Berlin, 7. Januar 2026 – Während die Debatte um digitale Überwachung im Homeoffice zu Jahresbeginn 2026 neu aufflammt, bilden die strengen richterlichen Grenzen des Bundesarbeitsgerichts (BAG) zu Keyloggern weiterhin den zentralen Schutzschild für Beschäftigte. Mit der geplanten Einführung neuer Ortungsfunktionen in Microsoft Teams im Februar und dem gescheiterten Beschäftigtendatenschutzgesetz der letzten Legislaturperiode betonen Rechtsexperten: Die „Keylogger-Grundsätze“ von 2017 sind aktueller denn je.
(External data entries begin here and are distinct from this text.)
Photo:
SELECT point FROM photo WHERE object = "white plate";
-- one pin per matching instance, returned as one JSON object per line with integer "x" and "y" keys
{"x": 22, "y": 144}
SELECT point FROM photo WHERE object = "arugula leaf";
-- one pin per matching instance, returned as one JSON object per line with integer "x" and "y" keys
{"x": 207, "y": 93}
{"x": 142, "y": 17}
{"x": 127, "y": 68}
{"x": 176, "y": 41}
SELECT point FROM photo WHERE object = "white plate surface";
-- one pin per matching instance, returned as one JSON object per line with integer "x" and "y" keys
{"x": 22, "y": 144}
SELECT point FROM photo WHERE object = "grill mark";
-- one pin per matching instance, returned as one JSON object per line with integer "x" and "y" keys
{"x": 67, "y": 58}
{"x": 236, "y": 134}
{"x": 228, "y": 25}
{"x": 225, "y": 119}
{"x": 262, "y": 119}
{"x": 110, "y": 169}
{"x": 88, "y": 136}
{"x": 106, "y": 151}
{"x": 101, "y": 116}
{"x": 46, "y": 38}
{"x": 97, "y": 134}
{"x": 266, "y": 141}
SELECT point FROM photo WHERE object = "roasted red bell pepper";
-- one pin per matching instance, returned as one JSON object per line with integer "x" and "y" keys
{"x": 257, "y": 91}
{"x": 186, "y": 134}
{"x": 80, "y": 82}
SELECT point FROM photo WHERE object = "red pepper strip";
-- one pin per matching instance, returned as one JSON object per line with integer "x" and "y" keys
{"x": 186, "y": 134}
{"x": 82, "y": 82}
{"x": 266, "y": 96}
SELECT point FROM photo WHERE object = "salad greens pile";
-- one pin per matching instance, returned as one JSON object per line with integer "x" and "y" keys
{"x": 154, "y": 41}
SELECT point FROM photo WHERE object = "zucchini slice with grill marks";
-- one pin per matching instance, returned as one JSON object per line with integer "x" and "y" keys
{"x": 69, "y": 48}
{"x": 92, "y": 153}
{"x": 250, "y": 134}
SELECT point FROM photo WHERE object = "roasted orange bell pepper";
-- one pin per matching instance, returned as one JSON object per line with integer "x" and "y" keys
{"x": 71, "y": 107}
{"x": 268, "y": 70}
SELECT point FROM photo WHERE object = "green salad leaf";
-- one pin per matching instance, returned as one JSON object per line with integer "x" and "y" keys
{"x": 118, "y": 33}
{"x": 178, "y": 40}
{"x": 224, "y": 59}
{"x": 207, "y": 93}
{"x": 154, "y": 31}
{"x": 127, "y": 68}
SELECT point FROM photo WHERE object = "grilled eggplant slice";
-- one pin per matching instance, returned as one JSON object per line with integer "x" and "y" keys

Der richterliche „Goldstandard“ gegen Totalüberwachung
Im Mittelpunkt der Diskussion steht die anhaltende Relevanz des BAG-Grundsatzurteils (2 AZR 681/16). Rechtsanalysen bestätigen Anfang 2026, dass diese Rechtsprechung nach wie vor die absoluten Grenzen zulässiger Kontrolle in Deutschland definiert. Das Gericht hatte entschieden, dass der Einsatz von Software zur Aufzeichnung aller Tastenanschläge ohne konkreten, tatsachenbasierten Verdacht einer Straftat einen unverhältnismäßigen Eingriff in das allgemeine Persönlichkeitsrecht des Arbeitnehmers darstellt.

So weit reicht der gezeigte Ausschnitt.